Spittle M F
Cancer Treat Rep. 1979 Apr;63(4):639-41.
Since 1962, total-skin electron-beam therapy has been available in London, England, for the treatment of patients with mycosis fungoides and skin lymphomas. The 6-mev linear accelerator produces a pencil beam of electrons at 7 mev, which are scattered through a brass scatterer and decelerated by either of two carbon decelerators or a copper decelerator to produce a beam of effective energy of 2.5, 3, or 3.5 mev; these beams have an 80% isodose distribution at 5.5, 8, and 11.5 mm, respectively. The patient receives 200 rads to the anterior, posterior, and right and left lateral fields, for a total dose of between 1600 and 2600 ras in ten treatments over 5--7 weeks. Complete clearing of the disease can be predicted in all patients except those with the most advanced tumors. However, the duration of remission after electron-beam therapy is approximately 18 months and we are presently investigating the combination of psoralens and ultraviolet light therapy as maintenance treatment following lower-dose electron-beam therapy.

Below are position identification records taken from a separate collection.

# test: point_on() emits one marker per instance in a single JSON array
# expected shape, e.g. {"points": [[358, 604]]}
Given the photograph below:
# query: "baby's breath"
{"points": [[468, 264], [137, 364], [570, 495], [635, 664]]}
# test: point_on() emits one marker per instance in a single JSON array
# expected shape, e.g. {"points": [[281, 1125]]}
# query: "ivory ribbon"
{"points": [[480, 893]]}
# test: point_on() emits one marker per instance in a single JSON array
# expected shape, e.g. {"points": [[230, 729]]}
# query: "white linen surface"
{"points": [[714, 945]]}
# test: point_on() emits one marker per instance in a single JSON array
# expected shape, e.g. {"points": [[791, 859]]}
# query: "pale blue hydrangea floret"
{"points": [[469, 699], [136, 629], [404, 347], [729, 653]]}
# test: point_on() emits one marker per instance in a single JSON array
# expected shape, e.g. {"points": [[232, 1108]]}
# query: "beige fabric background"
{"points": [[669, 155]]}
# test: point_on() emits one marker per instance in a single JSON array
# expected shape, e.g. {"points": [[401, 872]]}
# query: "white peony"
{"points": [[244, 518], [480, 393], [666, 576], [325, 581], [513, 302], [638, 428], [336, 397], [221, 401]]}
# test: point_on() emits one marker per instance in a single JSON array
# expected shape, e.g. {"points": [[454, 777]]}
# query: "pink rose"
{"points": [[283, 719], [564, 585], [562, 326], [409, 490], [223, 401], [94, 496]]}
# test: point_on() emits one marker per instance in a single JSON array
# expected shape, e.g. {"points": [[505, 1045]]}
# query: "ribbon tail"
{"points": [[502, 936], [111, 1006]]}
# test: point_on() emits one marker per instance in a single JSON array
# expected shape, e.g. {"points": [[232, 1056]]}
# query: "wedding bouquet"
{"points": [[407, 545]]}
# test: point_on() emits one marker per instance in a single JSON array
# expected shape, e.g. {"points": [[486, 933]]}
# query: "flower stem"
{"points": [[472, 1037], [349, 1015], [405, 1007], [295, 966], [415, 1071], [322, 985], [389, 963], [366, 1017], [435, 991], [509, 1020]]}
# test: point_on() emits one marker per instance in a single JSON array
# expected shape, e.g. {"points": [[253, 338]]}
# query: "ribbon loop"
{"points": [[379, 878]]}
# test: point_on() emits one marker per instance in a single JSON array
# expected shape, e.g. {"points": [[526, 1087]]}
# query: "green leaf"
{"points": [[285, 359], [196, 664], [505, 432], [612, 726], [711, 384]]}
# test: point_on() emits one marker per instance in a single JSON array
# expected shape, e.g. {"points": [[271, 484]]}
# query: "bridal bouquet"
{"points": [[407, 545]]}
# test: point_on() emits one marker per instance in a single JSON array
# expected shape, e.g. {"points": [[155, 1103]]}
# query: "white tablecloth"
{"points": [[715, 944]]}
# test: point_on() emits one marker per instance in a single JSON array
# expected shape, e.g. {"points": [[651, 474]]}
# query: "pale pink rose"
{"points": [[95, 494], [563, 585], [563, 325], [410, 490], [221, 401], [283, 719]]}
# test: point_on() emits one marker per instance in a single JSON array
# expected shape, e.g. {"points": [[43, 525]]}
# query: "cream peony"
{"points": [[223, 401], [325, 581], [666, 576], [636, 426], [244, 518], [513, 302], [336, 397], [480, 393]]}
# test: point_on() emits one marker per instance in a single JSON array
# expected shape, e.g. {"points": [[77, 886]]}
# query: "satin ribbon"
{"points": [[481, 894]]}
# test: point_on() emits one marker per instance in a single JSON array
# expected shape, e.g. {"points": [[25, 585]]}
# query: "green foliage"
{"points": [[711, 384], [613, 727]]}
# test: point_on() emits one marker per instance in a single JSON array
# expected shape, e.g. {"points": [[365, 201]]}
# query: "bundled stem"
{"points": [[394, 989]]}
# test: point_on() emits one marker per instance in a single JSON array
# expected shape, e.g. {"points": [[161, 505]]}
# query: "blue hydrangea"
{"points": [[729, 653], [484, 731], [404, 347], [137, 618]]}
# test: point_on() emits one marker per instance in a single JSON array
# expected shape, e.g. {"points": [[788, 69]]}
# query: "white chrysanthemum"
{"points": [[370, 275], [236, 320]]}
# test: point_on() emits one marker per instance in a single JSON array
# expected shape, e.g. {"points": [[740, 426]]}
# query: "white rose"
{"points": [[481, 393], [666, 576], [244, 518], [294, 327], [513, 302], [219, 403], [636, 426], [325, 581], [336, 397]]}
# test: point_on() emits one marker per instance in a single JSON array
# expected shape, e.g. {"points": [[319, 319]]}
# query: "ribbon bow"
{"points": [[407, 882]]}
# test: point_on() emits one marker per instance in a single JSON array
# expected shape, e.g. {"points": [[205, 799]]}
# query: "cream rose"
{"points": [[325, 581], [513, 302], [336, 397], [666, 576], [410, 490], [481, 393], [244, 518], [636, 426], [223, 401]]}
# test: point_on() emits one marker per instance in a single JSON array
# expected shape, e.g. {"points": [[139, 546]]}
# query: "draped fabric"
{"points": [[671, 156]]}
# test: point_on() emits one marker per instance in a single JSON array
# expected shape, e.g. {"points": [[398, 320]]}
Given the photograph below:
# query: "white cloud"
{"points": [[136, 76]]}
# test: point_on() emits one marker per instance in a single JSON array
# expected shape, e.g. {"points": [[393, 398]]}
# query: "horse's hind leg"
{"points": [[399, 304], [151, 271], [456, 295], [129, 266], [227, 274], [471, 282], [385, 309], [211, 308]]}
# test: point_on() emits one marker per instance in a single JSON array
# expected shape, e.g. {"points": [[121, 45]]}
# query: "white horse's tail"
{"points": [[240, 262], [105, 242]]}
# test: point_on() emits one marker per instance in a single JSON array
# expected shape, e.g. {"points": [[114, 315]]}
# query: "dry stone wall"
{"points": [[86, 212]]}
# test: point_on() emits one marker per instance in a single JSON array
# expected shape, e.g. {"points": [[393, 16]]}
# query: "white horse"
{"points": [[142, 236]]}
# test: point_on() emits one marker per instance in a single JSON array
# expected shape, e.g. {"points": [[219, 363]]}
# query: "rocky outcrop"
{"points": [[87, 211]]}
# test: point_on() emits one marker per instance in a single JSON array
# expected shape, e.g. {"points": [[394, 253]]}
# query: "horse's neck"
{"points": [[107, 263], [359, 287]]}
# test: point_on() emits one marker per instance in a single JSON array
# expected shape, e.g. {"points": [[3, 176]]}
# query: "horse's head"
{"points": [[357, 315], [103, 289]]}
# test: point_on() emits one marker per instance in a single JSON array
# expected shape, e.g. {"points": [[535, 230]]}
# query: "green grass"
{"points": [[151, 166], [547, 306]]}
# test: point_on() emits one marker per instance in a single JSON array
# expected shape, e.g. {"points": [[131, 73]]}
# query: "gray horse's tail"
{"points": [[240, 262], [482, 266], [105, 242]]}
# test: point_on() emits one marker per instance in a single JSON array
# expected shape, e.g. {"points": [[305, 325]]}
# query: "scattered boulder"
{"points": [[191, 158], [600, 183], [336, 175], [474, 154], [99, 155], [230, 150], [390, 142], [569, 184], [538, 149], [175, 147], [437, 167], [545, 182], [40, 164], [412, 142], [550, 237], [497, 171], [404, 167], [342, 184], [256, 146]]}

自1962年以来,英国伦敦一直提供全身皮肤电子束疗法,用于治疗蕈样肉芽肿和皮肤淋巴瘤患者。6兆电子伏直线加速器产生一束能量为7兆电子伏的铅笔状电子束,该电子束通过黄铜散射体散射,并由两个碳减速器或一个铜减速器减速,以产生有效能量为2.5、3或3.5兆电子伏的电子束;这些电子束在5.5、8和11.5毫米处的等剂量分布分别为80%。患者接受前、后、右、左外侧野各200拉德的照射,在5至7周内分十次治疗,总剂量在1600至2600拉德之间。除了肿瘤最晚期的患者外,所有患者的疾病都可以预测完全清除。然而,电子束治疗后的缓解期约为18个月,我们目前正在研究补骨脂素和紫外线光疗法联合作为低剂量电子束治疗后的维持治疗。